Approaching the first slot, Carnelian was surprised how much bigger it was than he had expected. He ignored an ammonite giving an explanation, and craned over the edge to look down. A bronze sluice at either end controlled the flow through the slot.
Everyone was watching him. He indicated to Sthax the cables that held the nearest sluice. ‘Hack those through.’
The Maruli, frowning, nodded and, soon, paying no heed to the shrill protests of the ammonites, he and the other warriors were chopping at the cables. Carnelian returned to the edge. The first cable snapped with a twang, the second soon after. Ponderously, counterweights began to rise; squealing, the sluice fell, releasing a furious roar and gush that quickly abated as the slot emptied. The sluice at its other end was still holding back the Skymere. Carnelian turned to Sthax.
‘Send your men to cut them all.’
From the top of the northern Turtle Steps, Carnelian gazed across the Skymere to where shadow, having consumed the Ydenrim, was eating its way over the lagoons. He swung the clapper into the bell and, as the sound shimmered the air, he narrowed his eyes, trying to see any sign of a bone boat answering its call. Twilight over the water hid any movement. Fern approached, Sthax and the Marula straggling in his wake. Carnelian’s ears, recovered from the ringing, allowed him to hear the roar rising from the spillway, into which the Skymere was tumbling in a flood so violent that the more than twenty separate falls were uniting into a frothing foaming mass that ran the whole length of the sluice dyke. He frowned, imagining what chaos and destruction his flood would unleash upon the City at the Gates and its sartlar infestation. Now all that remained to do was to wait until the lake and the spillway reached a common level.
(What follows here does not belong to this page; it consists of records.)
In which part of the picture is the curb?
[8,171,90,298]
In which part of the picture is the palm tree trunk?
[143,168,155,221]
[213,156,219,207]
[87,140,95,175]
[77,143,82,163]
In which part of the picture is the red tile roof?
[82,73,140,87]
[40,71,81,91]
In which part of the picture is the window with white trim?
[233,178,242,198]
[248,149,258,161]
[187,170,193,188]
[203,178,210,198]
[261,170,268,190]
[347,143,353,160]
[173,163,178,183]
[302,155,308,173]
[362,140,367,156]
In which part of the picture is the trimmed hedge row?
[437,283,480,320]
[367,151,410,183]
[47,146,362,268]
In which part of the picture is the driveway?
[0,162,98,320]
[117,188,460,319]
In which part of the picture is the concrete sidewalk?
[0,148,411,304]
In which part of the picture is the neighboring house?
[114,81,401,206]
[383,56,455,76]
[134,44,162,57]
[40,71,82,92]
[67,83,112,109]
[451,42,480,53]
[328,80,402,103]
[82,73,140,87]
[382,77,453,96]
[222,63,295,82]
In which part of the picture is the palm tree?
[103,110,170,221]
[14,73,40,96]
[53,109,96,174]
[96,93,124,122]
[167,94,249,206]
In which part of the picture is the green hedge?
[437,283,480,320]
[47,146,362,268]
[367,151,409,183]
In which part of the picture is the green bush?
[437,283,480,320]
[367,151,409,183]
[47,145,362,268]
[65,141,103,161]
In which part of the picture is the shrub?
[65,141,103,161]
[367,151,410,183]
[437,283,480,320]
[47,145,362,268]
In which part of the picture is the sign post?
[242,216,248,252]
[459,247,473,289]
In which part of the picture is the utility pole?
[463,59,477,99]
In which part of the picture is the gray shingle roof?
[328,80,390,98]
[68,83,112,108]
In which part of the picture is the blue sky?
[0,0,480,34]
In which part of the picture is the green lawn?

At last they pushed out into open water, Carnelian and Fern standing on either side of the bony prow. Ahead, shadow had killed the emerald shimmer of the lagoons and was beginning to edge up towards the Forbidden Garden and the Labyrinth. Soon only the Pillar of Heaven would rise gleaming from the blackness and even that must eventually succumb. Looking back along the length of the bone boat, Carnelian had to rid himself of the notion the deck was crowded with that same shadow made flesh. These Marula had been the agents of a malign force, but he was in no position to blame them for that. Whatever the Masters maintained, he believed the eyes anxiously looking at him were as human as his own.
He gazed past the stern. It must be because the lake was so immense that its surface showed no sign of the maelstrom where it was flooding into the spillway. The second boat was nudging away from the stepped slope. When the first boat had arrived, a kharon had told him that his vessel was not big enough to take them all. As they had waited for the second, he had imagined the one-eyed men struggling to launch the vessel from a boathouse. He recalled lying captive in one such boathouse with Osidian before they had been packed into funerary urns. It seemed some other life than his, but in his heart a desire stirred to see Osidian again. Only when the ferrymen had demanded payment had Carnelian realized he had no jade rings. At a loss, he had turned to the Marula, had considered using force, but then had had an inspiration. He had asked two of the warriors for their swords and given one to each ferryman. Even though they were masked, he had sensed their shock. Each of the iron blades in their hands was worth more than the boat they steered; probably more than all the boats of the kharon and their lives too. He was glad that such economics would not survive the Masters.